Mas após conseguirem chegar ao local, os cientistas utilizaram um drone para sobrevoá-lo e coletar parte das informações que precisavam. Porém, por algum motivo desconhecido, o equipamento não conseguir levantar voo da ilha. “Tivemos que ancorar o barco e lançar o drone de dentro dele, porque da ilha ele não saía”, diverte-se Vedor.
Brochier explica a localização da ilha era conhecida, mas o sambaqui dali nunca foi objeto de estudo. Boa parte dos sambaquis do Litoral já foram catalogados há décadas, mas sua localização é imprecisa e há pouca informação arqueológica sobre eles. Por isso, os pesquisadores da UFPR estão usando a tecnologia para georreferenciar os sítios e corrigir sua localização por GPS, formando um banco de dados sobre os sambaquis. Os drones ajudam a fotografar e até a coletar informações sobre a formação e as dimensões desses acúmulos.

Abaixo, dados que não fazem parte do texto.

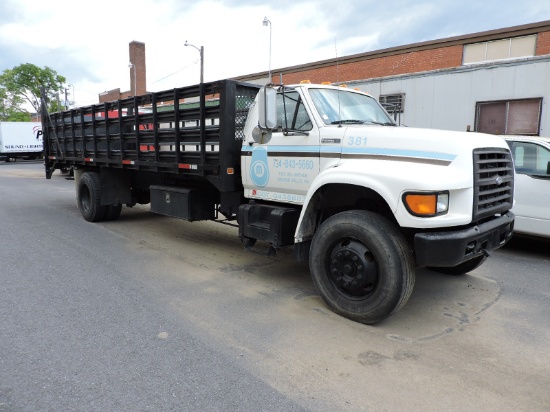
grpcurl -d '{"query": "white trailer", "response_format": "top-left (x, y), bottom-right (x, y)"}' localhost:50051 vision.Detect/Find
top-left (0, 122), bottom-right (43, 162)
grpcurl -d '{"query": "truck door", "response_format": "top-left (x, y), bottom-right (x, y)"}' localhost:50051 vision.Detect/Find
top-left (243, 90), bottom-right (320, 204)
top-left (508, 140), bottom-right (550, 236)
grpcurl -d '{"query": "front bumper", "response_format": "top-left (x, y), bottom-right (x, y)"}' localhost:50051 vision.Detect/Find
top-left (414, 212), bottom-right (514, 267)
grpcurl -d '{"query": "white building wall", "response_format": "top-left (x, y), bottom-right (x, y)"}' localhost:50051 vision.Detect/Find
top-left (351, 56), bottom-right (550, 136)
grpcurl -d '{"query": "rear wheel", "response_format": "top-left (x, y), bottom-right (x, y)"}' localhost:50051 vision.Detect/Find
top-left (309, 210), bottom-right (415, 324)
top-left (428, 255), bottom-right (486, 276)
top-left (77, 172), bottom-right (106, 222)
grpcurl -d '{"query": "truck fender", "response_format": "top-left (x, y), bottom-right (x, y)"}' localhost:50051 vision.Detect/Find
top-left (294, 165), bottom-right (400, 243)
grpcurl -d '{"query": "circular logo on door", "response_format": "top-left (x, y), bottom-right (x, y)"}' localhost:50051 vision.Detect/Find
top-left (250, 147), bottom-right (269, 187)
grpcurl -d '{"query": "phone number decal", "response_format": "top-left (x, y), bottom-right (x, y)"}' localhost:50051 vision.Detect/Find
top-left (272, 158), bottom-right (314, 169)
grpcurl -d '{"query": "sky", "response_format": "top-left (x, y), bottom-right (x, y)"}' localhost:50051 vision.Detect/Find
top-left (1, 0), bottom-right (549, 108)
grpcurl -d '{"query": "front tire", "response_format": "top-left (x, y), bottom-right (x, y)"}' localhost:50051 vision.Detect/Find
top-left (309, 210), bottom-right (415, 324)
top-left (77, 172), bottom-right (106, 222)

Agora, os pesquisadores querem saber se esses sítios maiores ficaram desse tamanho porque estavam localizados em áreas adensadas ou foram ficando assim ao longo do tempo ou pelo tipo de uso. O objetivo é também interagir com as comunidades que vivem no Litoral hoje, que de alguma forma são descentes dos antigos povos e conhecer o que sabem sobre os sambaquis e a cultura ancestral, até para evitar que os sítios arqueológicos sejam destruídos pela ação do homem.
“Muitas pessoas vão aos sambaquis buscar a terra preta que existe naquelas formações para usar na agricultura. Outros contam histórias de lendas sobre tesouros e visagens, de gente que passou mal ou incorporou entidades. Há quem tenha escavado o solo desses sítios e localizado ossos humanos”, conta Brochier.

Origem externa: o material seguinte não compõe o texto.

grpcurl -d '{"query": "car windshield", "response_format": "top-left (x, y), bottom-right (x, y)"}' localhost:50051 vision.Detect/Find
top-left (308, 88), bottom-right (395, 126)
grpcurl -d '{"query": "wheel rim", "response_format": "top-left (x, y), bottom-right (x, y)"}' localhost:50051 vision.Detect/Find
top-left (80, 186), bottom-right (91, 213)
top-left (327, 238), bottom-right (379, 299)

Segundo ele, não se sabe o que causou o colapso dessas antigas sociedades, há cerca de mil anos. “Constatamos, por exemplo, a presença de cerâmica, que a princípio é um elemento de fora trazido por grupos horticultores do Planalto e que pode ter influenciado os sambaqueiros, que até então eram soberanos na costa do paraná. Mas não sabemos que processos ocorreram para pôr fim naquela civilização: pode ser por influência de culturas de fora ou até mesmo por uma guerra”, enumera o arqueólogo.
Preservar é um desafio
Apesar da enorme quantidade de sambaquis no Litoral do Paraná, preservá-los é um desafio grande. Dos 300 sítios arqueológicos da região, apenas 13 foram escavados parcialmente e estudados. Brochier estima que nos próximos anos de 30% a 50% deles podem ser destruídos com a elevação das marés. Além disso, há a ação humana que deteriora boa parte dos sambaquis. Muitas pessoas vão a esses locais em busca de tesouros, o que segundo os pesquisadores é um absurdo, já que os sambaqueiros não lidavam com metais e, portanto, não há tesouros nos sambaquis, a não ser o próprio sítio arqueológico pela sua relevância cultural e histórica.
“A educação patrimonial e o envolvimento das comunidades locais é a melhor ferramenta para preservar esses sítios arqueológicos, mostrando que os sambaquis são um bem cultural, que gera conhecimento”, afirma Brochier. Segundo ele, com os ossos encontrados nesses locais é possível entender, entre outras coisas, a dieta desses povos, se eram nadadores, se havia conflitos e até analisar os parentescos desses ancestrais com as comunidades atuais. “São um patrimônio cultural importante, e que hoje está negligenciado.”